How to save a web page in mht format program?

Question

I decided to prepare all the links of the pages in advance, and then save them in the .mht format. For example, the .txt file contains all the links (each with a new line). The program should read links from there and save it in .mht format to the hard disk.

Is it possible to implement this programmatically and which technology is better to use?

Why do I need it?

There is one online store. From it I need to download all the images of the goods. I tried to use jQuery through Google Chrome extensions. Tried to write an application in C #. But, for some reason, not all images of the catalog are loaded.
Here, for example, this page: www.onlinetrade.ru/catalogue/smartfoni-c13 50 products are shown here. I am looking for all the construction "img". Downloading. As a result, only the first 7 product images are loaded. As a result, I decided to download in the manner described above.
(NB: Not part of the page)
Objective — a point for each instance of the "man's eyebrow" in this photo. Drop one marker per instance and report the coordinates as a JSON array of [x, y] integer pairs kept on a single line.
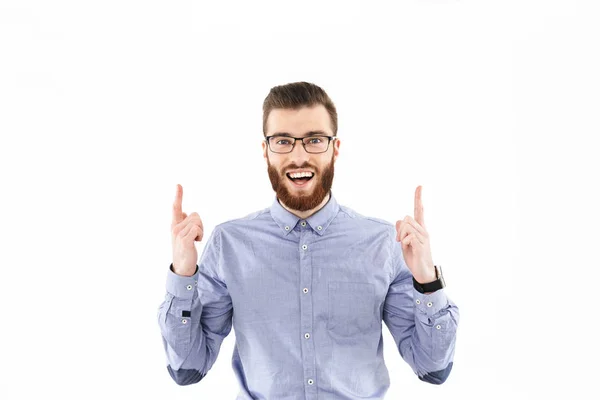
[[310, 133]]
Maybe your parser just can't possibly click on the number 50 for a filter?
And if 7, then maybe it just turned out that it takes the first picture and goes to the next page.
Yes, it saves through the xdFileStorage.js library. But, it saves it as a browser cache.

Accepted Answer · 2015-12-22T09:38:31

Does it accurately save the first 7, not 10 photos? There is a filter 10, 20, 50 on the page. Perhaps your parser probably just doesn’t know how to click on the number 50 for a filter.
And if 7, then maybe it just turned out that it takes the first picture and goes to the next page. There, too, takes the first, etc. Accordingly, maybe you just did not consider something.

Why do I think so? Because url calmly parses itself. Pictures (and not only) get without problems.

Here is an example using php and Simple HTML DOM Parser (to use Simple HTML DOM Parser course, you need to download it ... resource )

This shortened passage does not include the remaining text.